タル・ベーラ:まずこの家族に出会ったのは、私が19歳の時でした。主人公イレン(ラーツ・イレン)とその夫、そして、小さな娘は、やむを得ぬ事情から、まるで“穴”のような建物を不法占拠して住んでいたのですが、警察に捕まって追い出されてしまった。私は、そのことに対して激しい怒りを覚えた。その怒りを基に映画は撮影され、そうした怒りが表現された映画になった。キャスティングの段階で、父親や母親、兄弟といった役柄を付け加えていって、架空の家族像を創り上げた。もちろん物語はフィクションで、映画の中で起きていることは、こういうこともあり得るんじゃないかということを描いていたものだ。非常にシンプルな映画で、撮影は5日間で終えた。とても急ぎ足で作った作品だが、国内だけではなくマンハイム・ハイデルブルク国際映画祭でグランプリを受賞したり、国際的にも凄く成功をした。この映画を作ったことで自分は映画監督になり、その後で、映画学校に行った。というのは、別の作品を手掛けるために資格が必要だったから。それが自分の人生の道のりです。

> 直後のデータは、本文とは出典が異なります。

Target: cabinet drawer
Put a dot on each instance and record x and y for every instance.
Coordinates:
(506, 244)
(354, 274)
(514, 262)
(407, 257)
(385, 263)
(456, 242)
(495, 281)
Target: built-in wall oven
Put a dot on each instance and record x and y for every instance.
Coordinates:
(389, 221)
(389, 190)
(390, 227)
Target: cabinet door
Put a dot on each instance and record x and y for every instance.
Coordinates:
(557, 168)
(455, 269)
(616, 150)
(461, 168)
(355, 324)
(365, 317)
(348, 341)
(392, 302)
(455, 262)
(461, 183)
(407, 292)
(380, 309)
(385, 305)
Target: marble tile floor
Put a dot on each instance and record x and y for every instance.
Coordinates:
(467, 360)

Q:ということはジェンダーギャップは、それを撮ろうとしたわけではなく、そう撮れてしまったと。
タル・ベーラ:主人公のイレンはとても強い女性でもあったので、当然ああいう描写になったんだ。(イレンを演じたラーツ・)イレンとはその後も『サタンタンゴ』や『ヴェルクマイスター・ハーモニー』で一緒に仕事をしているよ。友人とそうやって仕事を続けられるのはとても素敵なことだ。互いに信頼していなければ関係は続かないし、互いに繋がりあい、ともに成長していくことが出来るなんてとても美しいことだと思う。